不動産は「新型コロナの影響を受けない」その考えは甘すぎる

たとえコロナから脱け出しても…
鷲尾 香一 プロフィール

日本銀行は3月16日、緊急の金融政策決定会合を開催し、REITの買い入れ目標を年間900億円から1800億円に倍増した。その後、日銀は1日あたりのREITの買い入れ額を12億円から40億円に増加させ、3月中には13回、315億円の買い入れを実施した。

3月の買い入れ額は、1カ月間の額としては2011年8月の165億円を大幅に更新し、過去最大となっている。それでも、同指数は下値圏で推移を続けている。

 

「バブル崩壊」がついに…

そもそも新型コロナの発生以前から、一部の不動産関係者からは「不動産価格はすでにバブル状態」との声が聞かれていた。

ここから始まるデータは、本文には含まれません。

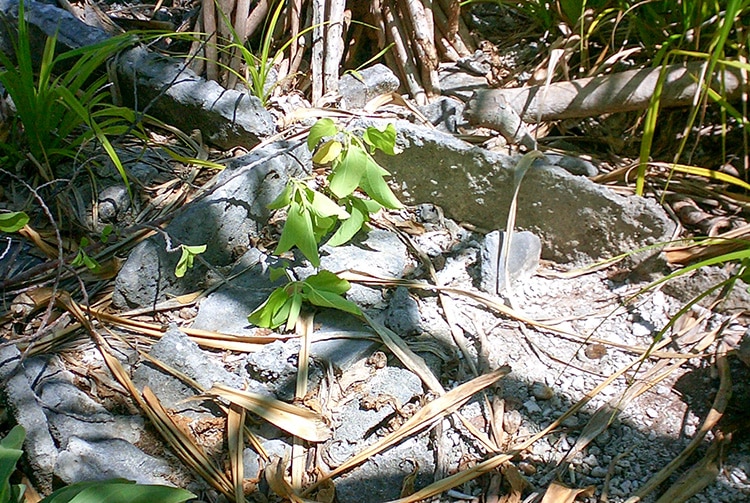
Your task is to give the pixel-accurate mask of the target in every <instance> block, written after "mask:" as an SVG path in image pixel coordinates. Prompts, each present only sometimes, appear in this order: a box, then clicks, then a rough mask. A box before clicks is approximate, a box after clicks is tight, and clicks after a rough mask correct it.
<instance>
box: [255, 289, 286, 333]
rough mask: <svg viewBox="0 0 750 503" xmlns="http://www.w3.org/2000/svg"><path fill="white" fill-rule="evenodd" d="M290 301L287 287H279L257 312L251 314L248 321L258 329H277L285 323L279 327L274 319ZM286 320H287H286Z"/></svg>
mask: <svg viewBox="0 0 750 503" xmlns="http://www.w3.org/2000/svg"><path fill="white" fill-rule="evenodd" d="M288 300H289V294H288V293H287V291H286V287H285V286H283V287H279V288H277V289H276V290H274V291H273V292H271V295H269V296H268V298H267V299H266V301H265V302H264V303H263V304H261V305H260V306H258V307H257V308H256V309H255V311H253V312H252V313H250V315H249V316H248V317H247V321H248V322H249V323H252V324H253V325H256V326H258V327H265V328H276V327H277V326H279V325H281V323H283V321H281V322H280V323H278V324H277V325H274V324H273V320H274V317H275V316H276V314H277V313H278V312H279V311H280V310H281V308H282V307H284V304H286V302H287V301H288ZM285 319H286V318H285Z"/></svg>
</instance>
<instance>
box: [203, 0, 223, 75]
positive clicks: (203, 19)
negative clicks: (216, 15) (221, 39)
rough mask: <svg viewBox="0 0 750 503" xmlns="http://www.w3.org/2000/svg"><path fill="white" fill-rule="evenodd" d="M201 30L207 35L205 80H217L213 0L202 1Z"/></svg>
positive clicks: (217, 70)
mask: <svg viewBox="0 0 750 503" xmlns="http://www.w3.org/2000/svg"><path fill="white" fill-rule="evenodd" d="M201 5H202V7H201V8H202V9H203V29H204V30H205V32H206V33H207V34H208V38H207V39H206V46H205V52H206V78H207V79H208V80H218V79H219V66H218V64H217V59H218V57H219V50H218V47H217V45H216V44H217V33H218V31H217V27H216V6H215V5H214V0H203V2H202V4H201Z"/></svg>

不動産価格は2013年のアベノミクス開始以来、日銀による異例の金融緩和政策による“金余り状態”を背景に、一貫して上昇してきた。東京23区の新築マンション価格は、2012年から2019年までで約30%も値上がりしている。日本で一番地価の高い銀座1丁目の土地は、バブル時代以来の高値を更新している。

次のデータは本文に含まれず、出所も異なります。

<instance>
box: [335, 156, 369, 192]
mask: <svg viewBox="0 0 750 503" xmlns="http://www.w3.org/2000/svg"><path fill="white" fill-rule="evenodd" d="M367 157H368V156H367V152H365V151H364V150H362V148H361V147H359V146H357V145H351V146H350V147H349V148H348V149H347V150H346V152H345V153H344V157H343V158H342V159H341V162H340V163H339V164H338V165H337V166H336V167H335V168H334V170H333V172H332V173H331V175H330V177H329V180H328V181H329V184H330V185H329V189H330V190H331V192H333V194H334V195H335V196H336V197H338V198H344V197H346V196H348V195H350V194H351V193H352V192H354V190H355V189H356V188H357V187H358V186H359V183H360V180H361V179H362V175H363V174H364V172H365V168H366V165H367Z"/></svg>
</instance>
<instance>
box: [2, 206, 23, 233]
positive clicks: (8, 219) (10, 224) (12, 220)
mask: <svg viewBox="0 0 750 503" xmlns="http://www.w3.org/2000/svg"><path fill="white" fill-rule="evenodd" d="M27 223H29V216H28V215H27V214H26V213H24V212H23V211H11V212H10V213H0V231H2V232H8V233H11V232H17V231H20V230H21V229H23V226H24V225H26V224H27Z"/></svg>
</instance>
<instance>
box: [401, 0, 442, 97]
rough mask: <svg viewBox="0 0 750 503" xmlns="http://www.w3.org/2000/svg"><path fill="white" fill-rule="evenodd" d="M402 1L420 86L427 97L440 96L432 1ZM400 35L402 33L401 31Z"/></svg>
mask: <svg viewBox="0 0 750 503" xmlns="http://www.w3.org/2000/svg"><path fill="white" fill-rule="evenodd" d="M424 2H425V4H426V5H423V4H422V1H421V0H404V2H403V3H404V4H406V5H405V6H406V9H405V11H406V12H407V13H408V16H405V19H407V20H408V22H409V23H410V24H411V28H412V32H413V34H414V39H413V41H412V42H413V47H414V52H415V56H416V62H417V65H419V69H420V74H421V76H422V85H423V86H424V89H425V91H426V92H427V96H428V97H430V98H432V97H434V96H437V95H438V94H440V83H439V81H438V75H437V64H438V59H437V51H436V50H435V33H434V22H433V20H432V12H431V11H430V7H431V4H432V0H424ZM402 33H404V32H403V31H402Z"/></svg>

こうした状況の中で起きた新型コロナは、不動産市場を危機に陥れるだけの十分な脅威を持っていた。

新型コロナの発生源となったのが中国・武漢市だったこともあり、訪日外国人の中で最多の約30%を占める中国人観光客が激減したことで、前述のとおり、不動産業界では当初、新型コロナの影響はホテル・旅館に留まるとの見方をしていた。